In december heeft de Centrale Raad van Beroep in een voorlopige voorziening geoordeeld dat gemeenten een bed, douche, avondmaaltijd en ontbijt moeten verschaffen aan onrechtmatig verblijvende vreemdelingen tot twee maanden na de resolutie van het Comité van Ministers. Deze voorlopige voorziening geldt dus nog tot 15 juni aanstaande.

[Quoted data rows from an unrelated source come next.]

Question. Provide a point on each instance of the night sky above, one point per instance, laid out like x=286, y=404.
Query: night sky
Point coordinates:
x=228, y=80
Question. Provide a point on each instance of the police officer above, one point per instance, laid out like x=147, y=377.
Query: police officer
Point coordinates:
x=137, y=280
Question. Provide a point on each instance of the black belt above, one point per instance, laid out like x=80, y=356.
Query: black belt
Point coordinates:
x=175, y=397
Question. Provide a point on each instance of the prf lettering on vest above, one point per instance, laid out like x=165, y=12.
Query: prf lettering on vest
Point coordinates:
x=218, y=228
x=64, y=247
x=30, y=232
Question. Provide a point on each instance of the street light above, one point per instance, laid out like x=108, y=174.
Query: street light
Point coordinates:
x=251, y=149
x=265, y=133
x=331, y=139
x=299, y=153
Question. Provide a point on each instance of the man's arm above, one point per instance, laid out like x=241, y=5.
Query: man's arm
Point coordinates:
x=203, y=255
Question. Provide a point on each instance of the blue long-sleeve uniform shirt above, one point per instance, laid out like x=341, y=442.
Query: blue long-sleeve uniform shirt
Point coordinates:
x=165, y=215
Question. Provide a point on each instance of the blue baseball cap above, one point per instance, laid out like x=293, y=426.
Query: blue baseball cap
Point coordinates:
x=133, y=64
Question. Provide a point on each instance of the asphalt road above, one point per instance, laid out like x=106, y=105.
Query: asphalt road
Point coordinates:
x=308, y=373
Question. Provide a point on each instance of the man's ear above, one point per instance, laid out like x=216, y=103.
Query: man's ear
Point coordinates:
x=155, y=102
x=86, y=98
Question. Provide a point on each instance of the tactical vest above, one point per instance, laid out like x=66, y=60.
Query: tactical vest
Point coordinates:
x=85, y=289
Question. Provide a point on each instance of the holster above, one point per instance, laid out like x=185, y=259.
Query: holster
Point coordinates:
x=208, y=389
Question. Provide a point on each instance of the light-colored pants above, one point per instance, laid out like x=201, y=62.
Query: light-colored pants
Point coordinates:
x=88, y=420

De reden voor het treffen van deze voorziening was dat de voorzieningenrechter niet kon uitsluiten dat de beslissing van het ECSR van invloed is op de uitspraken van Nederlandse rechters over opvang van onrechtmatig verblijvende vreemdelingen. Dit is door de resolutie van het Comité niet veranderd. Beslissingen van het ECSR zijn immers gezaghebbende interpretaties van het Handvest. Het ‘explanatory report’ bij het aanvullende protocol bepaalt dat het Comité rekening mag houden met sociaaleconomische overwegingen, maar de juridische beoordeling van het ECSR niet kan terugdraaien (para. 46). Deze gezaghebbende interpretaties van het ECSR kunnen door nationale rechters in hun oordeel worden betrokken. Zoals de Centrale Raad van Beroep al aangaf, kunnen deze gezaghebbende oordelen van het ECSR ook van belang zijn voor de interpretatie van rechten uit het Europees Verdrag voor de Rechten van de Mens; een verdrag dat geen beperkt toepassingsbereik voor vreemdelingen kent. Via nationale rechtspraak zou de Nederlandse regering dus ook na 15 juni aanstaande verplicht kunnen worden om opvang te bieden aan onrechtmatig verblijvende vreemdelingen.